Na profilu w mediach społecznościowych Doroty Rabczewskiej pojawiły się niepokojące nagrania. Roztrzęsiona Doda ze łzami w oczach opowiedziała, co spotkało ją ze strony reżysera, kiedy nagrywała wizualizację przed występem w Opolu. Jej koncert stoi pod znakiem zapytania!
Dorota Rabczewska aktualnie ma bardzo zajęty grafik. Po tym, jak poprowadziła dla publiczności Polsat SuperHit Festiwal, a także wystąpiła na sopockiej scenie, niebawem miała się pojawić na festiwalu w Opolu.
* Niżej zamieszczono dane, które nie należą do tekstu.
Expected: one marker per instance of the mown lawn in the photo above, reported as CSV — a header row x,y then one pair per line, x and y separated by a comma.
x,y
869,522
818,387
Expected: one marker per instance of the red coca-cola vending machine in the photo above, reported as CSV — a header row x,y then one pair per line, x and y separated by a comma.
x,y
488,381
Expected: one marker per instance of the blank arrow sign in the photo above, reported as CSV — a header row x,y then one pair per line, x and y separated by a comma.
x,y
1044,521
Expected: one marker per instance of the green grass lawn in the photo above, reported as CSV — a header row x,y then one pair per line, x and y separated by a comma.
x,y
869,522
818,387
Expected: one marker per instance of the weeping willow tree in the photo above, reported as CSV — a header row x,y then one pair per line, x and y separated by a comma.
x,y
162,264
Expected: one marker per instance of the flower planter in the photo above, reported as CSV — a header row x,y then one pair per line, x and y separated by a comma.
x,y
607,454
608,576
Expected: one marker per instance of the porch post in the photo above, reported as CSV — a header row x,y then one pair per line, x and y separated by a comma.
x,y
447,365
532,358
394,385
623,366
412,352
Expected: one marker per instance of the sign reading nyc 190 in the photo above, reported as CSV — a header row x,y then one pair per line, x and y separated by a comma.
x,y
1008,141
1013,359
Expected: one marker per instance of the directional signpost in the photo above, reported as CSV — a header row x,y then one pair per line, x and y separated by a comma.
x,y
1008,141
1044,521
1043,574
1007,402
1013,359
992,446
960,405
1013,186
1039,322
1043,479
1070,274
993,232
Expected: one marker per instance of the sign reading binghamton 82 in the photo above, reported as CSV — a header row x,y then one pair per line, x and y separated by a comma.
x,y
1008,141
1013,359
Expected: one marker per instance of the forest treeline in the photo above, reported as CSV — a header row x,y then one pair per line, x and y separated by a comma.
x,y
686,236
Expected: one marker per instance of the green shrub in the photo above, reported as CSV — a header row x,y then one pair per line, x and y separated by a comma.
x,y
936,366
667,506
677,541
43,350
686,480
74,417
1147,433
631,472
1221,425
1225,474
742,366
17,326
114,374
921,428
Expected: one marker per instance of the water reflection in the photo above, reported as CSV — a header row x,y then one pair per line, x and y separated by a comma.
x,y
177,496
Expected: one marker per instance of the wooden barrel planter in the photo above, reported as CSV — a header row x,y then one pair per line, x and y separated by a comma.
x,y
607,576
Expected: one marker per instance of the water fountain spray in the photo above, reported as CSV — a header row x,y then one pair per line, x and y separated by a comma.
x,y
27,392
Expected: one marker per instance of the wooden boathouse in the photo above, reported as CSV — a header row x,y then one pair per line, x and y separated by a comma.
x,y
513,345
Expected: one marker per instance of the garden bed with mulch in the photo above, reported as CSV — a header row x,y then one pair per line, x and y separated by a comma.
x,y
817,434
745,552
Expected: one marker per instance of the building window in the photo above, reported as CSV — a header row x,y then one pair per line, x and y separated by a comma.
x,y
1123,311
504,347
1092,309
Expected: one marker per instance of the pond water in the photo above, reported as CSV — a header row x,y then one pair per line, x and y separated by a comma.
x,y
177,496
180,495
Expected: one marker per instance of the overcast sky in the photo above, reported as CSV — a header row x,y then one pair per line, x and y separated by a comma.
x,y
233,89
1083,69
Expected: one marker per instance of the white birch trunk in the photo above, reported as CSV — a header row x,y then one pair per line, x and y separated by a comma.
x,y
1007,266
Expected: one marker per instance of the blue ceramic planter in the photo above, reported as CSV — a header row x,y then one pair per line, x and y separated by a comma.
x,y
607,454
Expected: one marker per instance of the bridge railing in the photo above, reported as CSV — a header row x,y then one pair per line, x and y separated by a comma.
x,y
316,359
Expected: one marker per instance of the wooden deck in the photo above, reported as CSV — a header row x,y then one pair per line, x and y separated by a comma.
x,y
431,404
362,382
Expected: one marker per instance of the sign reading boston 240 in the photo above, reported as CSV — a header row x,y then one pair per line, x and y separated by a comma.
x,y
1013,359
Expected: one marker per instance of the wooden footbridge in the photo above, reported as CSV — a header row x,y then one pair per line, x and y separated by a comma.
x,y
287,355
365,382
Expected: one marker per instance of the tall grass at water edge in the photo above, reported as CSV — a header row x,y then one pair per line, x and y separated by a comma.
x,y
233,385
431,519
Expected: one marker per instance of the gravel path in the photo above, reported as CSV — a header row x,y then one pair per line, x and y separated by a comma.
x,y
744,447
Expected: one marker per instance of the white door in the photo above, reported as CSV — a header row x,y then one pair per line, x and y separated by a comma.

Piosenkarka jest bardzo aktywna na swoim profilu w mediach społecznościowych. To właśnie tam od jakiegoś czasu pokazuje swoje przygotowania do tej imprezy. Przypomnijmy, że 60. Krajowy Festiwal Polskiej Piosenki w Opolu rozpocznie się już w piątek, 9 czerwca. To właśnie tam jedną z największych gwiazd imprezy miała być Doda, której recital zaplanowany był podczas konkursu Debiutów.
Teraz jej występ stanął pod znakiem zapytania, a Rabczewska o wszystkim opowiedziała na swoim Instagramie. Roztrzęsiona i zapłakana podkreśliła, że atmosfera na planie była okropna. Co więcej, z ust reżysera miały paść wulgaryzmy w jej kierunku. Czyżby szykował się skandal, z jakim jeszcze nie mieliśmy do czynienia?
ZOBACZ TAKŻE: Doda chce przerwać karierę. Już wie, co chce robić! Możecie się zaskoczyć
W poniedziałek Rabczewska była obecna na próbach wizualizacji przed piątkowym koncertem. Od samego początku relacjonowała w sieci przygotowania i wówczas nic nie wskazywało, że może dojść do tego typu sytuacji. Jak słyszymy z ust roztrzęsionej wokalistki, reżyser koncertu nie tylko się z nią nie przywitał, ale także rzucił w jej kierunku kilka epitetów.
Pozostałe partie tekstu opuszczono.